Imaging is a blessing to an overburdened IT department. One of the most tedious and yet utterly important tasks a SysAdmin will perform is the setup and configuration of nodes.

Regardless of the OS, the repetitive nature of putting together a production-ready computer with all the necessary applications, drivers, and settings is prone to human error, not to speak of the technical issues that may arise from hardware failure or a software configuration conflict.

I have championed imaging as a saving grace for IT in that it allows us to “do more with less,” which seems to contradict the statement that AutoDMG is the standard in thin imaging by making it so that “less is more.”

Taking the digital torch from its predecessor, InstaDMG, AutoDMG was completely rewritten to modernize the creation of clean, never-before-booted Apple Software Restore (ASR) images that could later be cast out to one or many Apple computers, efficiently simplifying the deployment/recovery process for new or refreshed equipment.

AutoDMG is a modular deployment tool, emphasizing thin imaging as a means to create a boot-ready image that contains only the most essential software needed to get the computer operational. Additional apps, settings, and configurations may be technically included in the final image; however, in the interest of speed and size for optimization, that is better left to be installed through other, atomistic solutions, such as DeployStudio workflows or Apple Remote Desktop (ARD).

Before creating a thin image, there are hard requirements to adhere to as well as a few soft ones, which are not so much rules as guidelines to keep the images as lightweight as possible.

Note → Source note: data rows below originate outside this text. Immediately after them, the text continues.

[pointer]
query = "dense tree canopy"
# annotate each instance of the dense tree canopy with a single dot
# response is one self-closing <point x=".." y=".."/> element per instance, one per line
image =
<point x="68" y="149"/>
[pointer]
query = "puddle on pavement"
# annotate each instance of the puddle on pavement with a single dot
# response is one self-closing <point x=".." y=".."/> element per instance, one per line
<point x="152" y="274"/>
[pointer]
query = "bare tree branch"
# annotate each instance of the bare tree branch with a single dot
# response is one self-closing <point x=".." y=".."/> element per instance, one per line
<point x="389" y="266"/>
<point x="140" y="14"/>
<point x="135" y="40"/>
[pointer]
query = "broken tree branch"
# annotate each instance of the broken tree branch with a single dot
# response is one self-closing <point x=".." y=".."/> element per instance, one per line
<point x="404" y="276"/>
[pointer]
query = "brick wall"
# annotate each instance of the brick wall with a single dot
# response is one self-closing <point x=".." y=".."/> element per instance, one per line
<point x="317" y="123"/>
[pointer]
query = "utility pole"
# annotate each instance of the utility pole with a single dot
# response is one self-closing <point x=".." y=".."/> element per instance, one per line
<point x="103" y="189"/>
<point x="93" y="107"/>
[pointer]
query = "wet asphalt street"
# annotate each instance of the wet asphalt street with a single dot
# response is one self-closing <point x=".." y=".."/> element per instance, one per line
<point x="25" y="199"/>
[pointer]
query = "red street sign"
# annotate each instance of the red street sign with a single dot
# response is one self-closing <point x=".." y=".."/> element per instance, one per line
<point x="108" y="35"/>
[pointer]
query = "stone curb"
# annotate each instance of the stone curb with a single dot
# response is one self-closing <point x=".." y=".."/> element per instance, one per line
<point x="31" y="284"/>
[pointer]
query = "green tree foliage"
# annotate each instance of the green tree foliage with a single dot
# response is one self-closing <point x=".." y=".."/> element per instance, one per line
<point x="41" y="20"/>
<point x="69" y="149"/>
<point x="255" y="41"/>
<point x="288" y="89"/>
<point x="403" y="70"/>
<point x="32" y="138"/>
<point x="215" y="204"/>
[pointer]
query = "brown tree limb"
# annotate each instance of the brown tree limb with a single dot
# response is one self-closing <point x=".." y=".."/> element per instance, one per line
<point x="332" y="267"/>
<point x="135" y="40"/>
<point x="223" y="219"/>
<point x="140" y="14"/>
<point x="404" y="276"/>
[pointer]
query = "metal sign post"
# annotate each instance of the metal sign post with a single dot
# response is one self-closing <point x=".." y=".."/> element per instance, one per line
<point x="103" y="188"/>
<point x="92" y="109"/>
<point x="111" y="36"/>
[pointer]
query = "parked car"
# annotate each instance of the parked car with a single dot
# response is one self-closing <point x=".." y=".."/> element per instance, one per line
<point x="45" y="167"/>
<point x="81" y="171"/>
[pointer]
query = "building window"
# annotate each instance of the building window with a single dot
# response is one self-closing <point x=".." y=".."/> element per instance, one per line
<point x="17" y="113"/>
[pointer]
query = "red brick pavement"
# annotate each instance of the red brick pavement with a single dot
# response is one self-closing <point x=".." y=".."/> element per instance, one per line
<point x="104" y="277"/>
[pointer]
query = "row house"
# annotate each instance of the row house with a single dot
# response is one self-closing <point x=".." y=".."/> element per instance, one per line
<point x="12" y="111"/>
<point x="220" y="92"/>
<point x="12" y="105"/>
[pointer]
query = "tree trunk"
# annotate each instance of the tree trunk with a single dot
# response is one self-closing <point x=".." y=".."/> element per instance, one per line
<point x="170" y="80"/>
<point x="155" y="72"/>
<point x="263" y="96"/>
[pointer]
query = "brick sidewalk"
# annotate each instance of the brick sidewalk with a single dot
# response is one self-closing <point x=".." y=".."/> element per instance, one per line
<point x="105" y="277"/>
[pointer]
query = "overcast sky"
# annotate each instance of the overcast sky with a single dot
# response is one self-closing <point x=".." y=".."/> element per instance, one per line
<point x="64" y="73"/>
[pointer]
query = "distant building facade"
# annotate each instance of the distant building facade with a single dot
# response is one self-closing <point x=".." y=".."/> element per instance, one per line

  • Apple computer running 10.8+
  • Administrative credentials
  • OS X (Mac App Store)
  • Applications to be installed in (.pkg) format (optional)

Based on my brief time using AutoDMG, these are considerations to be mindful of when creating your first build.

  • The version of OS X on the Apple computer must match the version of the OS X image you intend on creating. For instance, if you are creating a Yosemite-based build, it will not work on Mavericks or any prior version of OS X.
  • Be wary of OS X forks when deploying to newer hardware. If possible, use the most recent release build to minimize installation issues.
  • Application packages may not always work when being deployed through AutoDMG for a variety of reasons. When testing out your build, if an app has not installed properly, it may be better to deploy the software afterward through a management client, workflow, or alternate install method than to compromise the integrity of the thin image.
  • On the subject of thin imaging, the key is to be light — including only the most necessary packages and updates is integral to creating an image that is quick to deploy and easier to manage.

Once all the necessary installer and application packages have been readied, create the first build by following these steps:

  1. Launch Upon loading, click the AutoDMG menu | Update Profiles to perform a quick update of the OS X Installer profiles. This helps to ensure that the profiles are current when working with the newest OS X Installers from the Mac App Store (Figure A).

    Figure A

  2. Drag and drop the OS X onto AutoDMG to mount the installer and determine if any updates are available (Figure B).

    Figure B

  3. If updates are available and you wish to include them in the build, check the box next to all the updates to be included and click the Download button. Updates will then be downloaded to the working directory to be processed later (Figure C).

    Figure C

  4. The Additional Software section will include any packages that you wish to include in the build. By default, .PKG files are natively used to perform app installations in AutoDMG; however, packages may also be created to include settings or modify configurations, if so desired. Drag and drop the packages to be included in the list, and then click the Build button when done (Figure D).

    Figure D

  5. Prior to beginning the build, you will be prompted to select a location to save the completed image. Click Save to select the desired location (Figure E).

    Figure E

  6. In order to process the commands necessary to build the image, authentication from an admin is required. Enter the credentials and click OK to execute the commands (Figure F).

    Figure F

  7. The build process will begin, and it will go through several phases to create a DMG file, with the OS X installer files and packages extracted to that file and processed (Figure G) (Figure H).

    Figure G

    Figure H

    During the final phases, AutoDMG will convert the disk image and scan the image for errors, as this minimizes issues later during the deployment process (Figure I)(Figure J).

    Figure I

    Figure J

  8. Depending on the resources available to the computer and how many updates or packages are being integrated, the image creation process will vary. Once it is successfully created, a final prompt will confirm the image file’s creation, and the process will be complete (Figure K).

    Figure K

The next step is to test your thin image. Though testing is optional, it is crucial to the overall success of the deployment process and should not be overlooked.

Since the created image is in DMG format, a plethora of deployment strategies exist, from Terminal to Deploy Studio to Disk Restoration using Disk Utility, just to name a few.

Ultimately, due to its modular format, changes such as incremental downloads, updates to packaged software, or even complete upgrades from one version to another can be swapped as needs arise, resulting in a new, unfettered image being created without the time-consuming install, update, capture, and test tasks involved in creating gold image masters.